EMRFS is an implementation of HDFS which allows EMR clusters to store data on Amazon S3.
EMRFS will try to verify list consistency for objects tracked in its metadata for a specific number of retries. The default is 5. In the case where the number of retries is exceeded the originating job returns a failure.
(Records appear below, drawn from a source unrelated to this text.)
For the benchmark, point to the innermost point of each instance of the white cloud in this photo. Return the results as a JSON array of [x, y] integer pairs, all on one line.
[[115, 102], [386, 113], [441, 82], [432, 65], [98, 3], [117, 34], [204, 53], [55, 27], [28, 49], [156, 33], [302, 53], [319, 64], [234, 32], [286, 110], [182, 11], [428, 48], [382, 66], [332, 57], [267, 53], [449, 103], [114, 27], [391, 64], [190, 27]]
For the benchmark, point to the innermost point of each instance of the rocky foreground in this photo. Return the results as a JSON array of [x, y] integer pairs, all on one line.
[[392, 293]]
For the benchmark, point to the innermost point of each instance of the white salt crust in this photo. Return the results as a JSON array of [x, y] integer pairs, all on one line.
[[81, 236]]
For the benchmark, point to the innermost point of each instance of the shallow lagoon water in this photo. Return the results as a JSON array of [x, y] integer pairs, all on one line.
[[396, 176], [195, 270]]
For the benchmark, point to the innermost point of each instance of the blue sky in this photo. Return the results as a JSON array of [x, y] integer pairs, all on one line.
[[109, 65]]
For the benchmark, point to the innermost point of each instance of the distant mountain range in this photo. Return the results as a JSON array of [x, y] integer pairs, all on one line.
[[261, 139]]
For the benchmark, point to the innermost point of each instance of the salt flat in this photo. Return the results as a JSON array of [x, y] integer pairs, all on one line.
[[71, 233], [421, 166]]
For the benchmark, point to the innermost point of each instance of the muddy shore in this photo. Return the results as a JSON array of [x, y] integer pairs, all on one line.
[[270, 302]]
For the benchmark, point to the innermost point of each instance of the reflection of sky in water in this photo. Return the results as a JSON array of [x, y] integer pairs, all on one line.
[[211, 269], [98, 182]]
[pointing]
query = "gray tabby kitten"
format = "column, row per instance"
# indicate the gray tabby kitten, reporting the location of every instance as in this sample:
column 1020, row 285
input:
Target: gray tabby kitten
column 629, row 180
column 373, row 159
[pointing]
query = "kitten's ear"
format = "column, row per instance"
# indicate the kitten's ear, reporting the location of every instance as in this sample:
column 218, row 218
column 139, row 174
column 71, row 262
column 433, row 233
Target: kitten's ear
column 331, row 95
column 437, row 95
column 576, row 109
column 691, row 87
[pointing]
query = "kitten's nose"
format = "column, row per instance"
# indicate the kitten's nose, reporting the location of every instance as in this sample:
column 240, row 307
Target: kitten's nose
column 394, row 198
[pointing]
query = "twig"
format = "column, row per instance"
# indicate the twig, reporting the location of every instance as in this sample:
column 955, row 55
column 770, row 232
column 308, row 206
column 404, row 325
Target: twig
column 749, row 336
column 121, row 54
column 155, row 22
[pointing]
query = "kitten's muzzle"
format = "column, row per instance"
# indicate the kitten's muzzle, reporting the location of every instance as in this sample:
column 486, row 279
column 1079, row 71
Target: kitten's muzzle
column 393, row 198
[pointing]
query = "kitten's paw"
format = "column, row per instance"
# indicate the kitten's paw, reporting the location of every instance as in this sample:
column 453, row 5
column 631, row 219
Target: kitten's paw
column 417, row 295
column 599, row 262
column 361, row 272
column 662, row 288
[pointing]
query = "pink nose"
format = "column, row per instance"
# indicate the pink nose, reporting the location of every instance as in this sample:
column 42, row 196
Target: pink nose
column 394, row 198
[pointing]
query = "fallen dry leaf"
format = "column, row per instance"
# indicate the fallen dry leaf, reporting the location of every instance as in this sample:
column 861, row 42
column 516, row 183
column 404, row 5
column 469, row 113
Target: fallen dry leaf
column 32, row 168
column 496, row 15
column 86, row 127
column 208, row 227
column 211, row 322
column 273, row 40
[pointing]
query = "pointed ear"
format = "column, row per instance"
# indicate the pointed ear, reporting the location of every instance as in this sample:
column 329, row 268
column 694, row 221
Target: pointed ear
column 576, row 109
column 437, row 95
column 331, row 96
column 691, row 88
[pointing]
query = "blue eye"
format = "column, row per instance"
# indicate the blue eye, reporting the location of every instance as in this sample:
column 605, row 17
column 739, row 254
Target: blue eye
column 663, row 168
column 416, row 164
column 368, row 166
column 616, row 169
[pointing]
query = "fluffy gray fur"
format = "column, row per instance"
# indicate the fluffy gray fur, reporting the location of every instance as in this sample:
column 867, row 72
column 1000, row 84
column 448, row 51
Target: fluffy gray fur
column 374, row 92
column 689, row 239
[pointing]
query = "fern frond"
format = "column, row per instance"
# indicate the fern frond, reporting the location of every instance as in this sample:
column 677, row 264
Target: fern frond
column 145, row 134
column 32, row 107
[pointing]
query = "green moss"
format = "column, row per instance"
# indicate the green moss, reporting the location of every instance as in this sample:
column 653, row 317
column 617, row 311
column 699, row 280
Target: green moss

To overcome this issue you can override your default emrfs configuration in the following steps:
Step1: Login your EMR-master machine
Step2: Add following properties to /usr/share/aws/emr/emrfs/conf/emrfs-site.xml
sudo vi /usr/share/aws/emr/emrfs/conf/emrfs-site.xml
<property>
<name>fs.s3.consistent.throwExceptionOnInconsistency</name>
<value>false</value>
</property>
<property>
<name>fs.s3.consistent.retryPolicyType</name>
<value>fixed</value>
</property>
<property>
<name>fs.s3.consistent.retryPeriodSeconds</name>
<value>10</value>
</property>
<property>
<name>fs.s3.consistent</name>
<value>false</value>
</property>
Your emrfs-site.xml file look like this
<?xml version="1.0"?>
<?xml-stylesheet type="text/xsl" href="configuration.xsl"?>
<configuration>
<property>
<name>fs.s3.consistent.throwExceptionOnInconsistency</name>
<value>false</value>
</property>
<property>
<name>fs.s3.consistent.retryPolicyType</name>
<value>fixed</value>
</property>
<property>
<name>fs.s3.consistent.retryPeriodSeconds</name>
<value>10</value>
</property>
<property>
<name>fs.s3.consistent</name>
<value>false</value>
</property>
</configuration>